- Dowsing Point
- Coordinates: 42°49′22″S 147°18′10″E﻿ / ﻿42.82278°S 147.30278°E
- Population: 77 (SAL 2021)
- Postcode(s): 7010
- Location: 2 km (1 mi) NE of Glenorchy
- LGA(s): City of Glenorchy
- Region: Hobart
- State electorate(s): Clark
- Federal division(s): Clark
Suburbs around Dowsing Point:
| River Derwent | River Derwent | (Bowen Bridge) |
| Elwick | Dowsing Point | River Derwent |
| Goodwood | Prince of Wales Bay | River Derwent |

= Dowsing Point =

Dowsing Point is a residential locality in the local government area (LGA) of Glenorchy in the Hobart LGA region of Tasmania. The locality is about 2 km north-east of the town of Glenorchy. The 2016 census recorded a population of 85 for the state suburb of Dowsing Point.

It is a locality of the greater area of Hobart. It is part of the City of Glenorchy and encompasses the area of land north-east of Goodwood protruding into the River Derwent.

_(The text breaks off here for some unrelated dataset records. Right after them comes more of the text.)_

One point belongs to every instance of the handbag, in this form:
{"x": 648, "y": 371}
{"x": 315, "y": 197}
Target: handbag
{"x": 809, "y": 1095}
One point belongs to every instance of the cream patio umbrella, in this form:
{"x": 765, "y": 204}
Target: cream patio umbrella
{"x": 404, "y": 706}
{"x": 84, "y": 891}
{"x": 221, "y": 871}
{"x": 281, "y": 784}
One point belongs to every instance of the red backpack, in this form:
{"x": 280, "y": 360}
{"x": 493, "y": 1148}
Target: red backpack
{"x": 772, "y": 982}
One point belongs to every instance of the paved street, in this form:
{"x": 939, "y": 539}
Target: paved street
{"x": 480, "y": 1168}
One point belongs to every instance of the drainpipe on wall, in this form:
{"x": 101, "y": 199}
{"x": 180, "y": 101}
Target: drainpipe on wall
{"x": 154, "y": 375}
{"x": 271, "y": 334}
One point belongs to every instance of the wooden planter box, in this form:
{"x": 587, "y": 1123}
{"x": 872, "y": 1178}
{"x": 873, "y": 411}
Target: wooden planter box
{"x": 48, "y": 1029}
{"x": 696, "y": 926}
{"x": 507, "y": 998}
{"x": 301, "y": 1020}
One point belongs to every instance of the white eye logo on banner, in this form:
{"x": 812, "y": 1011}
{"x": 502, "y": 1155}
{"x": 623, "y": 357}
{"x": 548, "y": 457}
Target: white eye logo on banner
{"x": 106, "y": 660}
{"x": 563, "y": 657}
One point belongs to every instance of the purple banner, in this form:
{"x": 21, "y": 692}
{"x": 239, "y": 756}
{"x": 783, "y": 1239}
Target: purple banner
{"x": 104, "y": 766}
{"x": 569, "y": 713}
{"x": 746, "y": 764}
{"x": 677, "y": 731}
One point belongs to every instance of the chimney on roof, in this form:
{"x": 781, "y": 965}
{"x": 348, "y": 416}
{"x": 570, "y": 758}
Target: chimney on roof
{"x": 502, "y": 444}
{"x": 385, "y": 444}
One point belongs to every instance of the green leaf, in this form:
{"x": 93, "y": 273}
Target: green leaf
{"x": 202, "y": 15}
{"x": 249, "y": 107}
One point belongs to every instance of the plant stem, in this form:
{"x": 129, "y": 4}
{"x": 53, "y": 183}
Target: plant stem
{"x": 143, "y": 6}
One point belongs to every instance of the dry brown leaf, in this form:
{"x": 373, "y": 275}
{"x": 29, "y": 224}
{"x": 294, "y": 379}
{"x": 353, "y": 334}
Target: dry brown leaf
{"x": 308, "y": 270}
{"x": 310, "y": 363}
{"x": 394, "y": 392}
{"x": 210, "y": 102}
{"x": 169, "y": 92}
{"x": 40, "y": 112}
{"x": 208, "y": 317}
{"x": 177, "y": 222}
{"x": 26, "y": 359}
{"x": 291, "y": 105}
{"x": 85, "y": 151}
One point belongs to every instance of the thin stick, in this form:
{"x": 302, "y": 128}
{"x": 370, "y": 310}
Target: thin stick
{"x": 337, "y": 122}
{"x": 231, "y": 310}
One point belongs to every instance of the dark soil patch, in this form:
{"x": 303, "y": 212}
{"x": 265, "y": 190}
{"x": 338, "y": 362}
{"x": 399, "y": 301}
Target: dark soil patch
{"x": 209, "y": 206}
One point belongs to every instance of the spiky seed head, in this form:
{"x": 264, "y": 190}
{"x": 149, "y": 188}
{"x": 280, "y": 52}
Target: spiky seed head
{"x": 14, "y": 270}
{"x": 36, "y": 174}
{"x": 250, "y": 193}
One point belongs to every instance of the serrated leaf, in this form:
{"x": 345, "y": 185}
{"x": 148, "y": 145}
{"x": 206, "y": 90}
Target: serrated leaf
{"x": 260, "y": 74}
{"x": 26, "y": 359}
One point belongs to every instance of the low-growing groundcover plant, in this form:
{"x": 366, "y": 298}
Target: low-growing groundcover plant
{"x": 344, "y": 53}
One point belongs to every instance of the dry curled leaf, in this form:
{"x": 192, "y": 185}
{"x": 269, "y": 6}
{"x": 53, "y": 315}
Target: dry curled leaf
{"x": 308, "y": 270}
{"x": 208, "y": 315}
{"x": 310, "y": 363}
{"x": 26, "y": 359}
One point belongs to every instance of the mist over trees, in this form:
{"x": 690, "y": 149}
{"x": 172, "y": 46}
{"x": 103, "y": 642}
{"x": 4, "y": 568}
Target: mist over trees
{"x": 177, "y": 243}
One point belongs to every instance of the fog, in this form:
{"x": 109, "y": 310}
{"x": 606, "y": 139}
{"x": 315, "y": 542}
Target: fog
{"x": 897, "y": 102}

It includes the land feature Dowsings Point which marks the north of the entrance to Prince of Wales Bay.

Dowsing Point is best known as the western land-end of the Bowen Bridge (Goodwood Road), an arterial road linking the Brooker Highway with the East Derwent Highway.

While the City of Glenorchy classes it as a suburb, there are only a small number of residences within the area located between the Commonwealth land situating the Derwent Barracks, and the Elwick Racecourse.

Dowsing Point is the site of the Tasmanian Technopark, a Qantas call centre, an army barracks and various park lands. In 2007, Mayor Adriana Taylor proposed to have Dowsing Point as the new site of the Royal Hobart Hospital.

==History==
Dowsing Point is a confirmed locality.

During the Tasman Bridge disaster, Dowsings Point was used as the western side of a Bailey bridge crossing the River Derwent.

==Geography==
The waters of the River Derwent form the northern, eastern and most of the southern boundaries.

==Road infrastructure==
Route B35 (Goodwood Road) runs through from west to east.

==Smelter contamination==
The Risdon Zinc Works (trading as Nyrstar Hobart) at nearby Lutana, which has been in operation since 1917, continues to produce heavy metal contaminants affecting the air, land and estuary waters surrounding Greater Hobart.

Drawing from data complied in the National Pollutant Inventory, a report by the Australian Conservation Foundation placed Hobart at number 6 of Australia's most polluted cities in 2018. The data identified medium levels of air pollution in postcodes 7009 (Lutana, Derwent Park, Moonah, West Moonah) and 7010 (Glenorchy, Rosetta, Montrose, Goodwood, Dowsing Point) with average air contaminate readings of 40% (nitric oxide (NO) and nitrogen dioxide (NO_{2})), and sulfur dioxide (SO_{2}) contributing 57% of airborne emissions.

The Tasmanian Planning Scheme does not mandate the Glenorchy City Council to notify prospective buyers about potential land contamination within the City of Glenorchy.